I try to be good. I really do.
Nucky’s final words in "Family Limitation" seemed to echo the sentiments of the show in general. Every week, Boardwalk Empire really, really tries to be good, but it rarely accomplishes that goal.
This week, the show’s progress in Chicago overshadowed the main plot in Atlantic City. With some interesting developments for Jimmy and Capone and some confusing thoughts on women’s liberation for Margaret, the episode was mostly enjoyable.
Margaret poses an interesting problem for Nucky. She attracts his attention at first by being a sweet, simple mother and wife. She keeps him engaged through her quiet dignity and outspoken intelligence.

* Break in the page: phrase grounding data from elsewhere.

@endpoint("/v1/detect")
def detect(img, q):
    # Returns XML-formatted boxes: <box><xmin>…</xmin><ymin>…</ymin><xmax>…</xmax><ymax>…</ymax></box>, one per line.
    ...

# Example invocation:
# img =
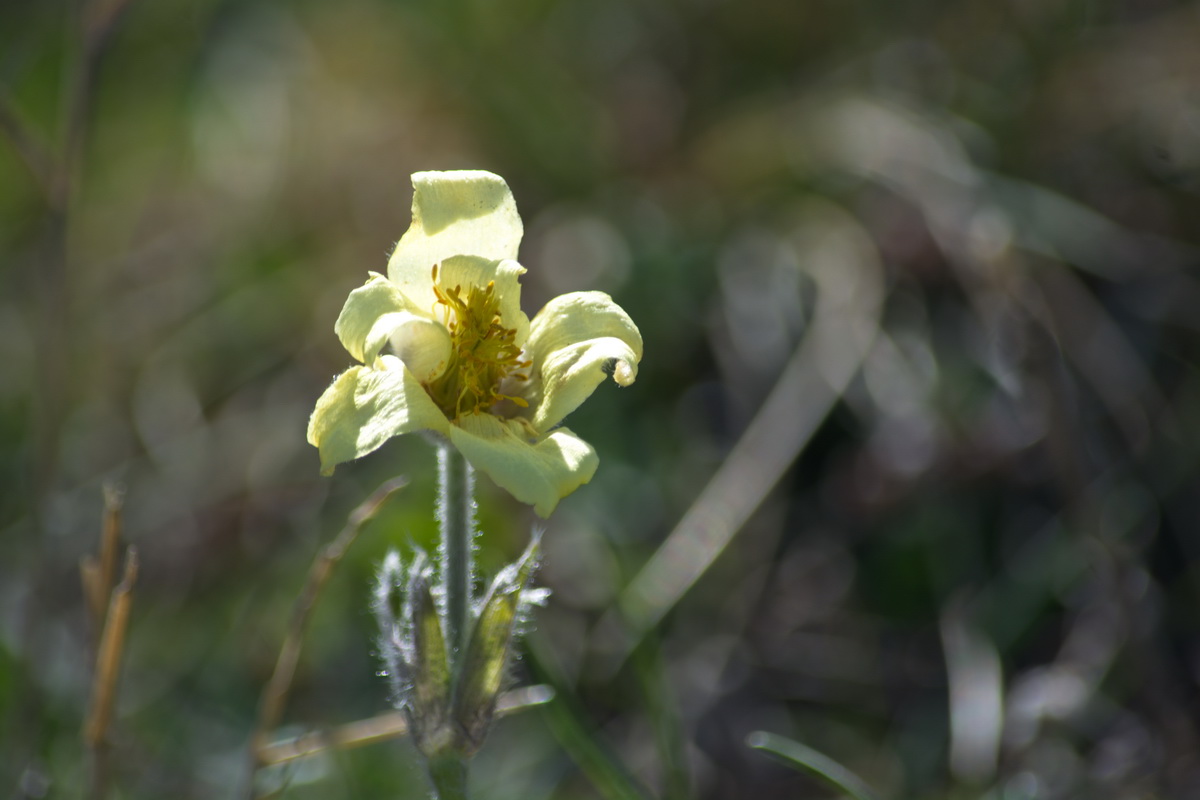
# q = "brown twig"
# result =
<box><xmin>243</xmin><ymin>477</ymin><xmax>408</xmax><ymax>797</ymax></box>
<box><xmin>256</xmin><ymin>685</ymin><xmax>555</xmax><ymax>768</ymax></box>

But she finally nabs him by playing the manipulative female who disrupts his business when she’s not given enough attention (sort of like Lucy). She doesn’t seem to struggle much with the decision to be his “kept” woman.A visit to Mrs. McGowery is much more positive that I would have expected. With women’s suffrage and all, it seems that each woman has the right to choose her lifestyle according to McGowery. But is her situation really a fair comparison to suffrage? Having to choose between being a poor widow or a comfortable concubine doesn’t seem like much of choice, and it hardly seems empowering that Margaret can make this decision without worrying about the scrutiny of her neighbors, especially since Edith does in fact label her a whore.

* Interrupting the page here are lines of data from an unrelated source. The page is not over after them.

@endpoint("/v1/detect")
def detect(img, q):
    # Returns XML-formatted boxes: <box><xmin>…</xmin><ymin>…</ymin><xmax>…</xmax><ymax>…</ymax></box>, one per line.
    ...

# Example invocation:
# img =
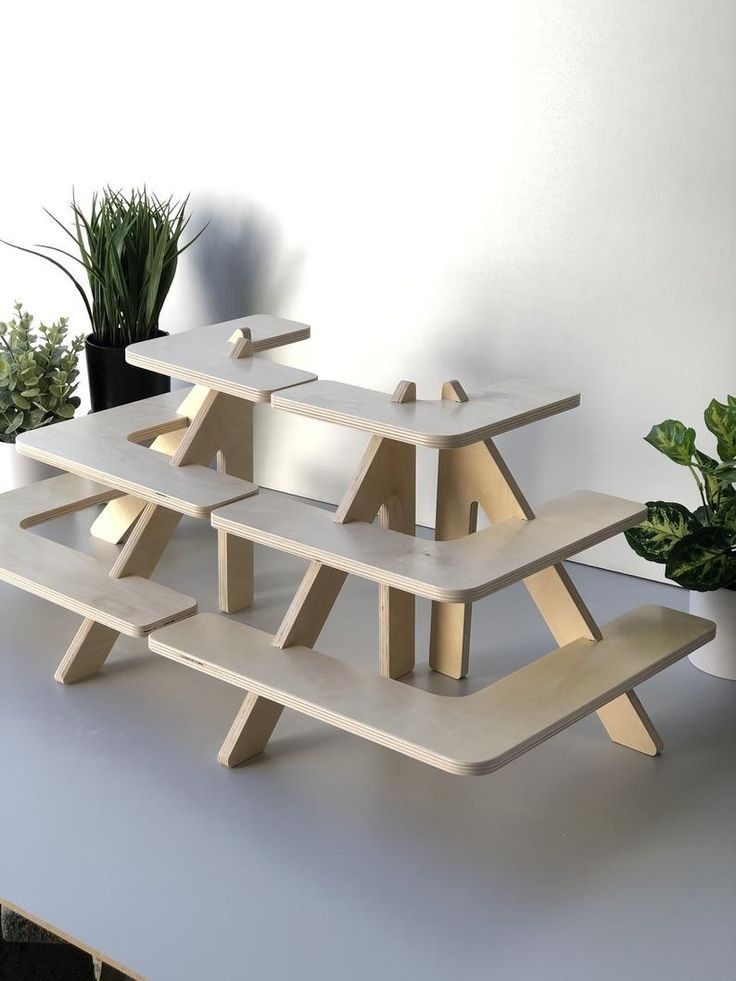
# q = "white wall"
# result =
<box><xmin>2</xmin><ymin>0</ymin><xmax>735</xmax><ymax>580</ymax></box>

Is Margaret suppose to be a model of independence for her time? About the only thing I can be sure about when it comes to femininity in this period is that contraception seems really dangerous (Lysol?!?) despite being so “advanced.”

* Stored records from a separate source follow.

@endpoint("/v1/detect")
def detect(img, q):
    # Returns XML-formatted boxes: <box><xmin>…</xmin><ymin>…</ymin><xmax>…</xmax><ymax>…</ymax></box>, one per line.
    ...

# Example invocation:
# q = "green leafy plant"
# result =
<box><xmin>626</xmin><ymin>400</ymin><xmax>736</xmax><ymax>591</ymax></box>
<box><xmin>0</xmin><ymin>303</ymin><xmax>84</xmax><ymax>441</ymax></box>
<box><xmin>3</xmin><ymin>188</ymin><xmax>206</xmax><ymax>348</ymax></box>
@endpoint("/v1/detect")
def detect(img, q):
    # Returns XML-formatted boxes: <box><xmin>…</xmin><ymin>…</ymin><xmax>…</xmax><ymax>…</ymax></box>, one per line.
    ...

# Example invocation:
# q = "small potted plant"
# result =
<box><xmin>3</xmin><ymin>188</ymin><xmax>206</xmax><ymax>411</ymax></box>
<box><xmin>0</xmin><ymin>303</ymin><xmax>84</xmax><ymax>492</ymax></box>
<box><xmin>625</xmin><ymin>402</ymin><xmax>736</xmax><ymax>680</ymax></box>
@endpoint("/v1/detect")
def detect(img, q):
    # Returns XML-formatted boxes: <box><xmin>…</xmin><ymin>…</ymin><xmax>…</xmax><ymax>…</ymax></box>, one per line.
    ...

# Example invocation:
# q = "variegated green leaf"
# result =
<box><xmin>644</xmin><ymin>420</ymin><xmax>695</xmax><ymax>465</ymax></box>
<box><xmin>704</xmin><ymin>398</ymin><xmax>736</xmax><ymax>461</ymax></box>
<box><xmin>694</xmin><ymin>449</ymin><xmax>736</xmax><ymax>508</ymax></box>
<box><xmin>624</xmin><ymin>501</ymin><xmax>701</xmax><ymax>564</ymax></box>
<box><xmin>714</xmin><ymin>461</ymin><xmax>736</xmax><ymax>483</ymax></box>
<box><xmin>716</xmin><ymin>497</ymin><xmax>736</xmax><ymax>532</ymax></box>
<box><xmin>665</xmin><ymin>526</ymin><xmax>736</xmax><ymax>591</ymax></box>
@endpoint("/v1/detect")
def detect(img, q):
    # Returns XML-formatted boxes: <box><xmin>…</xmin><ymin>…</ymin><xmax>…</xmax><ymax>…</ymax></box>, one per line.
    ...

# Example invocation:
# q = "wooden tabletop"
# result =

Van Alden seems to take on the suffering for Margaret’s decision to live in sin with Nucky. His obsession with Margaret is slightly exposed by his superiors when his decision to pull her immigration record is questioned, but that doesn’t compare to the creepiness of his final scene this episode.
After hearing from her neighbor that Margaret has moved out (in a fancy car, no less) and that she’s being labeled a whore, Van Alden whips his back with his own belt while gazing at her immigration photo. The scars on his back indicate that this self-flagellation is a long-term habit; however, this beating seems more for Margaret’s sake than his own.
This fixation on Margaret is beyond disturbing and seems dangerous, but to whom?
In Chicago, the rising tension between Jimmy and Capone made for the most interesting scenes of the night. Early on, it’s clear that Jimmy has his doubts about Capone’s military service, but he doesn’t question his fellow gangster until Capone’s teasing becomes a little too public.
Bitter over his failed attempt to keep Sheridan’s men in line, Capone is even more resentful that Jimmy’s plan worked, and that Torrio is so appreciative of Jimmy. In this quiet battle for supremacy, Capone shows his penchant for being in charge, whether it’s at work, at home, or in his elaborate lies. However, he knows when to back down and brings Jimmy some steaks to apologize for his boozy comments.
Capone is quick to point out that Jimmy shouldn’t make him look bad in front of his men because you don’t do that to buddies. Jimmy expresses some hesitancy over applying that term to their relationship and it leads to an interesting exchange:
“What did you think we were? - Al
"Accomplices". - Jimmy
"Well, it’s the same thing, right?” – Al
Indeed, the two are really stuck together, but mostly by choice. I will say that it's good to see that Jimmy didn’t forget about Pearl so easily and used his goodwill with Torrio to ensure that she would be avenged, while expanding Torrio’s territory. And he is still being a supportive father, sending money to Angela with a note reading “To use as you see fit.”
As for Nucky, does anyone still care about this road? This is supposed to be his “big plan” for the season, but most of the setup has been pretty dull.